Use arrays to fill-in missing values
Suppose we know (or suspect) that an age variable for some observations may be missing. We could use the following code to “fill in” the missing years.
The first statement uses the nmiss and dim functions to check to see if there are any missing variables. NMISS returns the number of missing values, while DIM returns the number of elements in the array. If there are no missing values, or if every value is missing, there is nothing to do. If there are missing values the we fill in the missing values.
The variables lastgood and nextgood are set up to contain the last and next non-missing value in the array. The “do i=first to last” processes the entire array. As we check each value in the array, if the age is not missing, we assign the variable lastgood the value of i. This marks the position in the array containing the last non-missing value. If the first element or elements of the array are missing (lastgood equals 0), we want to continue to check the elements of the array until we find a non-missing value, then return to the beginning of the array and replace the missing values.
To do this, we use another index variable k, to keep track of our place in the array. When we find the first non-missing value, we assign that index value to the nextgood variable. We then start with the previous array element and go backwards, replacing the missing values with the correct age.
If the missing value is not the first element of the array, we simple add 1 to the age for the previous year.

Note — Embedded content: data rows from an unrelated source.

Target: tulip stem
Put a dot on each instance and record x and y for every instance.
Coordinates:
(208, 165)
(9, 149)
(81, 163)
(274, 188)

if (nmiss(of age75-age90) ne 0) and (nmiss(of age75-age90) ne dim(age)) then do; lastgood = 0; nextgood = 0; do i=first to last; if (age{i} ne .) then lastgood = i; else do ; if lastgood eq 0 then do; k=i+1; do until (nextgood ne 0); if age{k} eq . then k = k + 1; else do; nextgood = k; do fix=nextgood-1 to first by -1; age{fix} = age{fix+1} - 1; end;/* DO loop to fill in missing values */ end; /* ELSE age{k} missing */ end; /* DO UNTIL */ end; /* lastgood eq 0, i.e. first value missing */ else age{i} = age{i-1} + 1; end; end; end; /* Missing and non-missing values */ /* found in array */
Another example:
The next piece of code works with the fuel array.
array fuel{75:90} fuel75-fuel90;
If there are missing values in this array, they will be replaced according to these rules:
1. If the missing values are at the beginning of the array, they will be assigned the first non-missing value.
2. If the missing values are at the end of the array, they will be assigned the last non-missing value.
3. If the missing values are preceeded and followed by non-missing values, they will be replaced by the average of the preceeding and following values.
The processing for case 1 and 2 are similar to the age array. We start at the beginning and/or end and proceed to check the elements of the array until we find a non-missing value. At that point, we use the index variable that has been marking our position in the array to control a loop which fills in the missing values.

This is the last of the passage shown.